It’s all coming back to me now (que the dramatic Celine Dion music)

Who doesn’t love a Celine Dion power ballad? The power of the lyrics, the strength of her vocals, and, of course, the feeling you get belting out her hits in your car at the top of your lungs. It becomes even more memorable when you pull up next to a car doing this and make eye contact with the driver. 

With each experience brings new memories, core memories that are either shoved down into the darkest of places or those that are acceptable to reminisce about. The memories you shove down in a place that is supposed to not to see the light of day are meant to house those experiences that are either not worth remembering or those that would open the floodgates of emotions like the hover dam. 

I am very talented at shoving memories down to the darkest crevice (it’s actually one of my strengths), never to see the light of day, only to have them reappear when it is completely inappropriate. Trauma. What can I say. Everyone has their own superpower. 

I recently visited the hospital. The hospital was where I had the pleasure of calling my home for a number of weeks. Although I didn’t go back directly to the ICU unit this time, even entering the doors, going up the elevator was as if I had opened the forbidden door I had tried to lose the key for. The instant waft of the notorious hospital smell brought me right back to lying in a hospital bed, being hooked up to tubs and buzzers.

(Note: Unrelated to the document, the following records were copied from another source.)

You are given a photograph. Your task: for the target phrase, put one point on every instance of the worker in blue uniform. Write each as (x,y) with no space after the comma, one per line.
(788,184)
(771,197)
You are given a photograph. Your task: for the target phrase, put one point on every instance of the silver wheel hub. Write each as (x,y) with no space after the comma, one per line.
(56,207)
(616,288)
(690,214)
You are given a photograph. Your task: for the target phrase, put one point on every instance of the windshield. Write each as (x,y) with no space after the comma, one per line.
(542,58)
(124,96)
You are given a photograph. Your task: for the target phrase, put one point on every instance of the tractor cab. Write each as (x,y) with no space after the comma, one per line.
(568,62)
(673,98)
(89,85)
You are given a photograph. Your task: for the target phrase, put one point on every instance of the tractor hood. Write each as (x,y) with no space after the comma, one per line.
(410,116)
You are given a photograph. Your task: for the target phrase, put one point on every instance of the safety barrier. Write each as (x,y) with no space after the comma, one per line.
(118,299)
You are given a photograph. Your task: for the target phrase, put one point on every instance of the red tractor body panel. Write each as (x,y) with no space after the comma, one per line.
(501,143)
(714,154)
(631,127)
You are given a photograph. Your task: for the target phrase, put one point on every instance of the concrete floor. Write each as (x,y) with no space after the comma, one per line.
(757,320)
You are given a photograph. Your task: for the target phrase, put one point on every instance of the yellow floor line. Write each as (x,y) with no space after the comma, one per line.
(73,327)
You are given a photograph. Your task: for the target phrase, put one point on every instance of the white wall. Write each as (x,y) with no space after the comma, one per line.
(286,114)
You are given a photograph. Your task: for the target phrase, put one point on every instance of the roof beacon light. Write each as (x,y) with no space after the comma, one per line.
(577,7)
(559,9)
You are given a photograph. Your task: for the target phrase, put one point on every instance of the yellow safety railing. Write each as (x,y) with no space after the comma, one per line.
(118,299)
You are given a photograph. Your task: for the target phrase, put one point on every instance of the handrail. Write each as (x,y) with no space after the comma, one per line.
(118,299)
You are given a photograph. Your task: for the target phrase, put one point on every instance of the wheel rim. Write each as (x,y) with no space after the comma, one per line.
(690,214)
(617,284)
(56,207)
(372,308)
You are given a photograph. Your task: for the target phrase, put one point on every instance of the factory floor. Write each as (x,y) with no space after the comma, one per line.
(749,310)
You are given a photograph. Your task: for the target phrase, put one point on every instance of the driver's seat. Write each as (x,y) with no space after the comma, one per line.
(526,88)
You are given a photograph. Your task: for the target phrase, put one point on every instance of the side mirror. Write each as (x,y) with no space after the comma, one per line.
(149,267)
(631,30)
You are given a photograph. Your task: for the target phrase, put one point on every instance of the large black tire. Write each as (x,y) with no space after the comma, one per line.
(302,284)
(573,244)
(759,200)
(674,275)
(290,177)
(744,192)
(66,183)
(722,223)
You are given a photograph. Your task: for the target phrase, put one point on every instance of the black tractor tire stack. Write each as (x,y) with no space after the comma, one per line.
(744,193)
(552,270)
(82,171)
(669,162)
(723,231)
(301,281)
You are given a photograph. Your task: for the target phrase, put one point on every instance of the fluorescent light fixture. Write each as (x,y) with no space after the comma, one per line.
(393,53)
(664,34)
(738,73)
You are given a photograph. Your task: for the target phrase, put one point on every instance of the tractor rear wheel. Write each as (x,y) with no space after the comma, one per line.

Being wheeled to scans and procedures, counting the ceiling tiles as I went from room to room. 

I felt the wave of jitters almost immediately while entering the elevator, which rose along with the increasing beats of my heart ringing in my ears. I couldn’t escape and had to try to cope. I went through my routine of trying to adjust to my environment, but like a rotating billboard in my head, all that I could think was how I was supposed to be the strong one. The one who had it together. I wasn’t the one who was admitted that day; I was there to be the village, the support person. 

Inside the recovery room, all that I could manage to do was sway back and forth to keep my anxiety from going into a full episode and instigate tears. If I could concentrate on moving my weight back and forth in a synced motion, it would distract me from the reminder of exactly where I was. From looking at the cold, sterile silver arms on the beds surrounding me, the classic hospital blanket with the two stripes on the top, and of course, the background beeps and tings from machines monitoring vitals. I thought that there had been enough time that had passed that I wouldn’t be affected to the extent of what my body was reacting to. I assumed that since I was a year and a half out from that small experience of being on death’s door, I would be fine now. I’ve processed, I’ve reflected. Obviously not as much as I need to. Experiencing this onset of an anxiety attack in the middle of the hospital was a surprise. I clearly had more processing work to do. 

After leaving and gathering myself, I felt that I was falling backwards. I was moving forward. Conquering my mountains, small and large. I replayed this day in my mind; it felt for days afterward, scrutinizing my reaction and lack of emotional disguise. In all honesty, it felt like I was failing in my recovery to have such a visceral reaction to just entering back into a building. I failed to mask, to keep it together when I had an important job to be the one in the supportive role this time. We are all our harshest critics. I do realize that this is downplaying the significance of what the hospital means to me, what it represents (hey, there trauma), given my history and the impact that my 2024 escapade with sepsis had forever on my life. 

In 2026, I’ve decided that I’m going to fall forward and not apart. Conquer mountains, no matter what the size, even if I need to go back down and try again.